International cooking for the youthful malcontent.

WTF is Cassia Bark?

Cassia Bark

Cassia Bark

This stuff is literally bark from a Cassia tree, native to Southeast Asia. The tree’s latim name is cinnamomum aromaticum so you can maybe guess it’s got something to do with cinnamon. The tree is in the same family as the actual cinnamon tree (cinnamomum verum) so there’s some similarities, but keep in mind the differences as well.

Like cinnamon, it’s sold in whole or powdered form. Sometimes cassia powder is labelled “cinnamon” even, but in Toronto I’ve actually never seen it sold as a powder, but only bags of bark pieces 1-3 inches in length. Whole cassia bark is sold in Little India markets, but I bought mine from Loblaws, so it’s not unusually rare. I used to live by the Loblaws at St. Clair and Bathurst and they did have a surprisingly well-stocked Indian section of spices, legumes, flours and specialty products. I have to assume then, that cassia bark can be found other places.

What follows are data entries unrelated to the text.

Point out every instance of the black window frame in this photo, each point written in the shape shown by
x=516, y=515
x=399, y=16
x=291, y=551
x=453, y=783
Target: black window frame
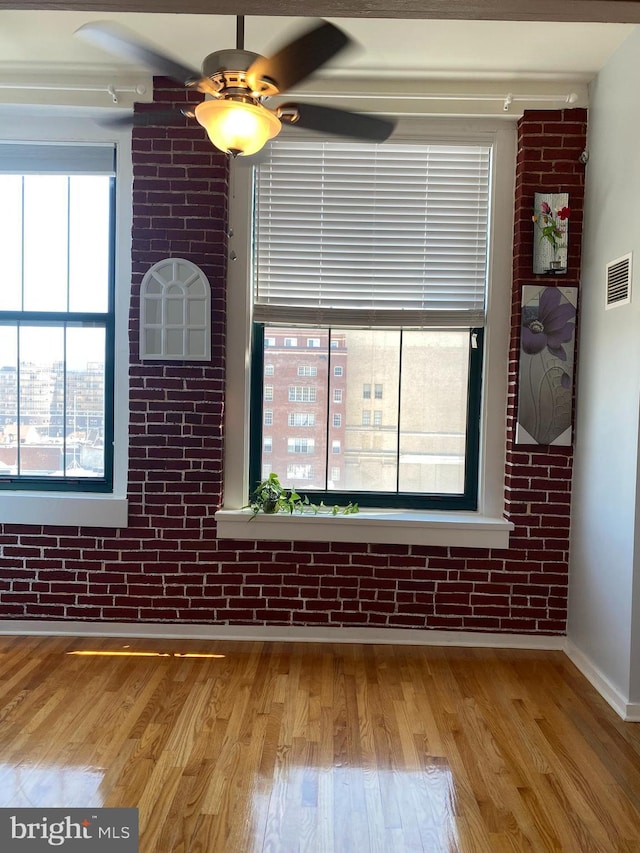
x=69, y=319
x=465, y=501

So what’s the difference? Well, it depends on who you are, I guess. Cassia bark is darker than cinnamon, and  the taste is somewhat stronger and harsher, but on the surface, the smell is very similar to cinnamon. You may not notice any difference at all unless you tasted them side-by-side and can safely use cassia in cinnamon-situations. This is one of those things you might insist on if you’re shooting for accuracy of flavour, rather than just flavour. Substituting an equal length of whole cinnamon stick in place of a strip of cassia bark probably won’t result in any substantial difference.

But then you will lose out on the opportunity to point out that you used cassia bark instead of cinnamon. It will cost you hipster-foodie points.


3 responses

  1. Pingback: Recipe: Kheema Mattar « No More Microwaves

  2. Pingback: Recipe: Chai Spices « No More Microwaves

  3. iLLogicaL

    Hey Jeff,

    Great blog man. I hate to cut and paste, but this is from Cook’s Illustrated and you need a subscription to get at it. It basically explains that Americans eat Cassia as cinnamon, while the rest of the world uses Ceylon. Kinda figures. Anyway, this is an excerpt, if you’d like to read the whole thing (which compares flavors and whatnot), just email me.

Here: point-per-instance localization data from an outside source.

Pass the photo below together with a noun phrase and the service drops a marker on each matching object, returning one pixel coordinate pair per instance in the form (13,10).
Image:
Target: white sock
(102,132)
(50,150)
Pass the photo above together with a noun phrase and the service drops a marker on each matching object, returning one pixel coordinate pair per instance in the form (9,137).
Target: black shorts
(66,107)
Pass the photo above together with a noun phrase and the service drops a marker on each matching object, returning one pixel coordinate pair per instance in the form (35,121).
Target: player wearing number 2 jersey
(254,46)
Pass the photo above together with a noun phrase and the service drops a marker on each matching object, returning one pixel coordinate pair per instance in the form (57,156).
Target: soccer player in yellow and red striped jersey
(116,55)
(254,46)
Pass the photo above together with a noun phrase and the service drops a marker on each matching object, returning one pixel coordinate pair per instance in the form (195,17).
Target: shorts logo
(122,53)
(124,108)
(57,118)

    From Cook’s Illustrated:

    “In virtually every other part of the globe, “cinnamon” means Ceylon cinnamon; in the United States, we are accustomed to the bolder, spicier flavor of a species known as cassia (also called bastard cinnamon). Both types derive from the bark of tropical evergreens in the Cinnamomum genus. Ceylon (Cinnamomum verum) is grown primarily in Sri Lanka, while cassia (Cinnamomum cassia, among others) may be grown in Indonesia, China, and Vietnam. American traders turned to importing cassia in the early 20th century following a rise in the price of the Ceylon spice, and it continues to be the main variety sold in supermarkets in this country.

    Harvesting cinnamon entails stripping the exterior bark and then scraping its interior into strips, or quills, which are sun-dried and ground. Older trees contain the most oils and presumably yield the sharpest spice. “Saigon” cassia cinnamon from Vietnam is usually harvested from 20- to 25-year-old trees of a species containing the most volatile oil of any cinnamon on the market—often more than 3 percent of the total weight of the quill. Indonesian, or Korintji, cinnamon and Chinese cinnamon are harvested from trees younger than 10 years and contain less volatile oil. In cassia trees, the oldest bark, near the base of the trunk, is considered best; bark from the middle of the trunk is of moderate worth, and bark from the top and the branches is regarded as the lowest in quality.”